Consider Any Impact of the CARES Act on Your Taxes

You may also wish to revisit your withholding if you expect your taxes to be affected by the Coronavirus Aid, Relief, and Economic Security (CARES) Act, signed into law in March of this year in response to the economic decline triggered by COVID-19. Among the CARES Act provisions is a new, above-the-line deduction of up to $300 for cash donations made in 2020. (An "above-the-line" deduction is one that is available even to taxpayers who take the standard deduction instead of itemizing.) If you plan to use this deduction, it may be advisable to adjust your withholding accordingly.

Also, the Act suspended the mandatory 20% tax withholding that normally applies to early distributions from a 401(k), 403(b) or another workplace retirement plan.
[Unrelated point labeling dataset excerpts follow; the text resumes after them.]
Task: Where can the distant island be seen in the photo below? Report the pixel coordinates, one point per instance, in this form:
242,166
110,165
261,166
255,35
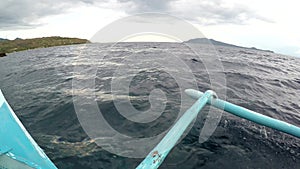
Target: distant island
218,43
8,46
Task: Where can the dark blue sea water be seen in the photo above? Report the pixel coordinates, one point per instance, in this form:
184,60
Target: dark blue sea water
38,85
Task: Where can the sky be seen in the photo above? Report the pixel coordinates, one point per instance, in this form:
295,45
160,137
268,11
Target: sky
264,24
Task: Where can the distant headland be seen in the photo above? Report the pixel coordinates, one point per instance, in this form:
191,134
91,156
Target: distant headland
218,43
8,46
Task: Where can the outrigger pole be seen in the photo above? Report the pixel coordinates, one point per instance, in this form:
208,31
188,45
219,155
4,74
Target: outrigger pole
155,158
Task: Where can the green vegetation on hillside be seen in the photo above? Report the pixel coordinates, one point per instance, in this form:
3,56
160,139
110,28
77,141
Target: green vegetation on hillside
9,46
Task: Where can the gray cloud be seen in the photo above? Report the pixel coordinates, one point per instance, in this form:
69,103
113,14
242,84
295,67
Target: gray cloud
16,14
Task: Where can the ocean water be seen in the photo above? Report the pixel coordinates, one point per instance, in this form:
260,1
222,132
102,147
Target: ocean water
38,85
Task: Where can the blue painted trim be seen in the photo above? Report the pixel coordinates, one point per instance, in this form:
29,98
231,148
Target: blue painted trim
249,114
15,137
155,158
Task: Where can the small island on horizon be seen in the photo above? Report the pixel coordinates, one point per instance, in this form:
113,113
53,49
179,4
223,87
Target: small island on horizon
9,46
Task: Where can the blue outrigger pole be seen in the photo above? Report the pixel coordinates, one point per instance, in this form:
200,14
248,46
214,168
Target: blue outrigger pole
155,158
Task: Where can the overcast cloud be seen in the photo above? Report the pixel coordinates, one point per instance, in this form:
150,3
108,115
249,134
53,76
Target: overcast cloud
16,14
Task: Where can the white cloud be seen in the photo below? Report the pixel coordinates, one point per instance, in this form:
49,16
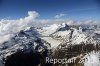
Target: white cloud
8,27
59,15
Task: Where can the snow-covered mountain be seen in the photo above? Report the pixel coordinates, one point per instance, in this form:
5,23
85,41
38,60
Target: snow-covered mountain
84,36
46,41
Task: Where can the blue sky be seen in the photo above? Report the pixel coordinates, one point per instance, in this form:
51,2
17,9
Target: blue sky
48,9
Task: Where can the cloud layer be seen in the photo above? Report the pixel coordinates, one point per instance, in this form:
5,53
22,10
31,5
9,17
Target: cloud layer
8,27
59,15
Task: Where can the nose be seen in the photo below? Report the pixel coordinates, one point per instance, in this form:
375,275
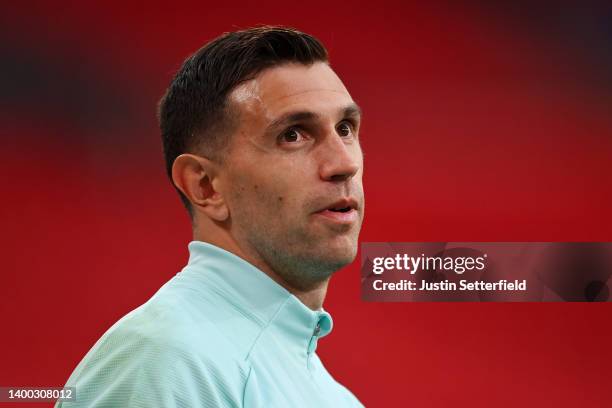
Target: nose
340,160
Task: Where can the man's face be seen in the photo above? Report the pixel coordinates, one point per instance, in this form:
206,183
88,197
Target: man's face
293,172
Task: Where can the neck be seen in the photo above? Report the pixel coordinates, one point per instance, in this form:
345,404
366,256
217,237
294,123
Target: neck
312,298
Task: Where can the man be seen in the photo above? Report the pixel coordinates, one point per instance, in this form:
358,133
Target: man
261,141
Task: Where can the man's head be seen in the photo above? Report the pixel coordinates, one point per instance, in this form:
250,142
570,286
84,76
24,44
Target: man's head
260,139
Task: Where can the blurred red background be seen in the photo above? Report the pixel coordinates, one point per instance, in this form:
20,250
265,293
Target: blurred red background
481,123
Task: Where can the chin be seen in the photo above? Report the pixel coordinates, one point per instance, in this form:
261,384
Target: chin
340,253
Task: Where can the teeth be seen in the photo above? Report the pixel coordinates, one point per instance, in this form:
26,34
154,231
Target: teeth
344,209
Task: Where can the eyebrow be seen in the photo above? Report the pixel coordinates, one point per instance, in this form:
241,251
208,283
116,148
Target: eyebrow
350,111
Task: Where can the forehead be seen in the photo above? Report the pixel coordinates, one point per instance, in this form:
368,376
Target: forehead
291,86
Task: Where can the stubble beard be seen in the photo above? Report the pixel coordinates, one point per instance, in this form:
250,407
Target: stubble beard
296,257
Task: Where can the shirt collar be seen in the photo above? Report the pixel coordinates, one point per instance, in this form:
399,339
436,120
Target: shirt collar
257,295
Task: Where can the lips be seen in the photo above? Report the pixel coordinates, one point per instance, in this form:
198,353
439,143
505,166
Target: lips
343,206
343,211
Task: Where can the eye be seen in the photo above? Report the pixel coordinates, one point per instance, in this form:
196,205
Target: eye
291,135
344,129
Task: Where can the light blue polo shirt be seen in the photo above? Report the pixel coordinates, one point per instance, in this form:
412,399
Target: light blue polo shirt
220,333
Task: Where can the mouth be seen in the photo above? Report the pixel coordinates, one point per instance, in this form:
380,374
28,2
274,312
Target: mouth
343,211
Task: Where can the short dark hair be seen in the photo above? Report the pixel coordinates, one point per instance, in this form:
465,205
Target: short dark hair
193,114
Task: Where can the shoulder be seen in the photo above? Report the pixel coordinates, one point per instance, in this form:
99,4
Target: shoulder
160,355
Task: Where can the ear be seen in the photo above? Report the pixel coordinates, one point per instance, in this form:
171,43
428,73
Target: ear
196,177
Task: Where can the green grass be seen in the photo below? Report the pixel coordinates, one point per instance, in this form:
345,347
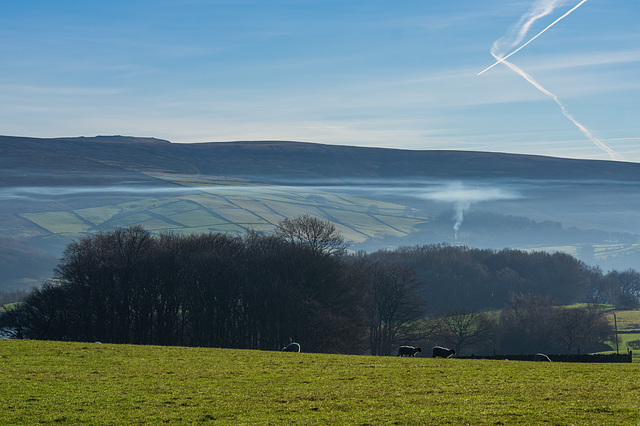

You still owe tax on such a distribution, but the CARES Act lets you spread the tax liability on the distribution over three years.

The CARES Act provided a "recovery rebate" of $1,200 for each taxpayer (or $2,400 for a married couple filing jointly), but the rebate is not taxable.


How to Check Your Withholding

For help with figuring out how much tax to have withheld from your pay, use the IRS's Tax Withholding Estimator. Compare the result you get from the estimator with the amount of tax currently being taken out of your pay.


How to Change Your Withholding

After using the estimator, you may find that your withholding is due for an update. To change your withholding, you will need to complete a new W-4. You can either get this form from your employer or download it here.

The W-4 was recently simplified and shortened to make it easier to understand and use. Complicated worksheets have been replaced with a series of questions about your income and dependents. The hope is that your answers to these questions will lead to more accurate withholding and fewer surprises at tax time.

The W-4 no longer uses allowances in determining how much tax will be withheld from your pay. In the past, the value of each allowance you claimed was linked to the amount of the personal exemption. But under the Tax Cuts and Jobs Act, passed in 2017, taxpayers can no longer claim personal exemptions.

The article is used with the permission of Ernst & Young LLP.